Created on 12-21-2018 07:57 PM - edited 09-16-2022 07:00 AM
Hello Friends,
We have a upcoming project and for that I am learning Spark Streaming (with focus on pyspark).
So far I have completed few simple case studies from online.
But I am stuck with 2 scenarios and they are described below.
I shall be highly obliged if you guys kindly share your thoughts or guide me to any web page for help on solution.
1. Writing Streaming Aggregation to File
# spark-submit --master local[*] /home/training/santanu/ssfs_2.py from pyspark.sql import SparkSession from pyspark.sql.types import StructType,StructField,StringType,IntegerType spark = SparkSession.builder.appName("FileStream_Sink_Group").getOrCreate() source = "file:///home/training/santanu/logs" tgt = "file:///home/training/santanu/hdfs" chk = "file:///home/training/santanu/checkpoint" schema1 = StructType([StructField('agent',StringType()),StructField('code',IntegerType())]) df1 = spark.readStream.csv(source,schema=schema1,sep=",") df2 = df1.filter("code > 300").select("agent").groupBy("agent").count() df3 = df2.select("agent","count").withColumnRenamed("count","group_count") query = df3.writeStream.format("csv").option("path",tgt).option("checkpointLocation",chk).start() # Error query.awaitTermination() spark.stop()
Error message :
# AnalysisException: Append output mode not supported when there are streaming aggregations on DataFrames without watermark;
2. Reading from Kafka (Consumer) using Streaming
# spark-submit --packages org.apache.spark:spark-sql-kafka-0-10_2.11:2.2.0 /home/training/santanu/sskr.py from pyspark.sql import SparkSession spark = SparkSession.builder.appName("Kafka_Consumer").getOrCreate() df = spark.readStream.format("kafka").option("kafka.bootstrap.servers","localhost:9092").option("subscribe","MyTopic_1").load() print(type(df)) # <class 'pyspark.sql.dataframe.DataFrame'> df.printSchema() # printing schema hierarchy query = df.selectExpr("CAST(value AS STRING)").writeStream.format("console").start() # Error query.awaitTermination() spark.stop()
Error message :
# NoSuchMethodError: org.apache.kafka.clients.consumer.KafkaConsumer.subscribe(Ljava/util/Collection;)
Please Help.
Thanking you
Santanu Ghosh
Created 01-06-2019 05:07 AM
Friends, any update for these 2 questions, sadly after many days still no reply.
Regards
Created on 02-05-2019 08:28 PM - edited 02-05-2019 08:30 PM
Hello,
1. Writing Streaming Aggregation to File
In order to use append mode with aggregations, you need to set an event time watermark (using "withWatermark").
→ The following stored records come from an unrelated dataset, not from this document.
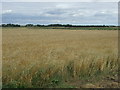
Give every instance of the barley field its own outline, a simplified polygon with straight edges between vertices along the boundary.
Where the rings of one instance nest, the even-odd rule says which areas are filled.
[[[117,30],[3,28],[2,38],[5,88],[80,88],[117,75]]]

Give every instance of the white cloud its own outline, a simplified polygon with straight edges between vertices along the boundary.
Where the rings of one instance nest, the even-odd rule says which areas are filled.
[[[68,8],[71,8],[71,5],[70,4],[57,4],[56,8],[68,9]]]
[[[3,3],[5,23],[116,24],[117,3]]]
[[[3,10],[2,13],[5,14],[5,13],[11,13],[12,10]]]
Otherwise, Spark doesn't know when to output an aggregation result as "final".
A watermark is a threshold to specify how long the system waits for late events.
For example:
df2 = df1.filter("code > 300").select("agent").withWatermark("timestamp", "2 minutes").groupBy("agent").count()
2. Reading from Kafka (Consumer) using Streaming
You have to set SPARK_KAFKA_VERSION environment variable.
When running jobs that require the new Kafka integration, set SPARK_KAFKA_VERSION=0.10 in the shell before launching spark-submit.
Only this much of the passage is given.